[OpenAFS] Re: Best way to debug "Lost contact with file server"

Andrew Deason adeason@sinenomine.net
Mon, 27 Feb 2012 15:50:04 -0600

On Fri, 24 Feb 2012 02:51:48 -0800
Ken Elkabany <Ken@Elkabany.com> wrote:

> Currently, the servers are running 1.4.14 (will be upgraded to 1.6
> soon) on Ubuntu 10.04. The clients are running 1.6.0 on Ubuntu 11.10.
> The clients are not human users, but processes that are constantly
> pulling data from AFS.

Did the client come from packages, or did you build them yourself? If it
came from a package, can you provide the exact version? You may get
better results with a newer 1.6 (such as 1.6.1pre3) as there are known
problems with 1.6.0, but if you're using a package, it probably has
several fixes on top of 1.6.0.

> What tools do I have at my disposal to debug this issue? What is the
> recommended approach to take?

If you can, it would be ideal if you can capture additional information
which is kicked off by that problem occurring (by scanning syslog, or if
there's any other means you have of detecting this, then based on that).

You can capture fstrace debug data somewhat easily, which provides a
good look at what is going on. If you want to, run as root:

fstrace clear cm
fstrace setlog cmfx -buffers 1024
fstrace sets cm -active

Then wait for the problem to occur. When it does, run:

fstrace dump cm > /tmp/some.log.file

Then run:

fstrace sets cm -inactive

to turn off the tracing.

If you cannot easily run something based on when the problem happens,
you can also just try to run that 'fstrace dump cm' command every few
seconds or something, and dumping the output to a file based on
timestamp. Then when the problem occurs, go find the output from around
that time.

Alternatively, you can also try to get a packet dump from the network at
around the time of the 'lost contact' message. Either that or the
fstrace information should provide a pretty clear picture of what's
going on.

> Off-email question: If a volume has N read replicas, how do clients
> choose which one to use?

By default, it's effectively random.

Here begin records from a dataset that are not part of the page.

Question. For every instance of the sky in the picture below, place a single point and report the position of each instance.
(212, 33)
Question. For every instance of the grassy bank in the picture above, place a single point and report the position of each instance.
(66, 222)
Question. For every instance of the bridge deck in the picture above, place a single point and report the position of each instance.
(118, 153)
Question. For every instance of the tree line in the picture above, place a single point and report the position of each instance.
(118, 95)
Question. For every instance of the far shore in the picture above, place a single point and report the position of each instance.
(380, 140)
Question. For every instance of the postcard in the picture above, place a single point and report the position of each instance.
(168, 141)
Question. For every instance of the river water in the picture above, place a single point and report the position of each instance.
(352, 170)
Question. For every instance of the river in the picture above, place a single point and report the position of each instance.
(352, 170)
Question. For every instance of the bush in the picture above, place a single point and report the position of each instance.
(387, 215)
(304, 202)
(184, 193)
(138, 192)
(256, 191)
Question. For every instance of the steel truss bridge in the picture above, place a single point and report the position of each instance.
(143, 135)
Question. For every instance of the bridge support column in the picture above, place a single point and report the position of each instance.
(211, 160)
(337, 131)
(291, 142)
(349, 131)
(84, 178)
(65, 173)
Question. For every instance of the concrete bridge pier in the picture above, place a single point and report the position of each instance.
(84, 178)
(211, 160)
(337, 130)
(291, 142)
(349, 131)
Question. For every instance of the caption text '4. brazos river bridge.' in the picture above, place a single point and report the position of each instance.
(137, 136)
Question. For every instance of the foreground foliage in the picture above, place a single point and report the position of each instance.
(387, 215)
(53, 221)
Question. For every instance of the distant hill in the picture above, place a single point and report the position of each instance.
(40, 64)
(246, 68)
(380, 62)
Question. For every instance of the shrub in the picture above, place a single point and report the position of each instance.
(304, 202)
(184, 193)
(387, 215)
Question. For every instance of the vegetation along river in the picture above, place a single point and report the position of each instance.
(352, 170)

Technically the client also takes
into account the ip addresses of the client and server to try and
estimate how "close" it is to each fileserver, but it does so using
antiquated classful addressing techniques and usually isn't very useful.

You can view the preferences the client is using by running
'fs getserverprefs'. You can set your own preferences to override the
default semi-random ones with 'fs setserverprefs'. Servers with lower
numbers are preferred over the others.

Andrew Deason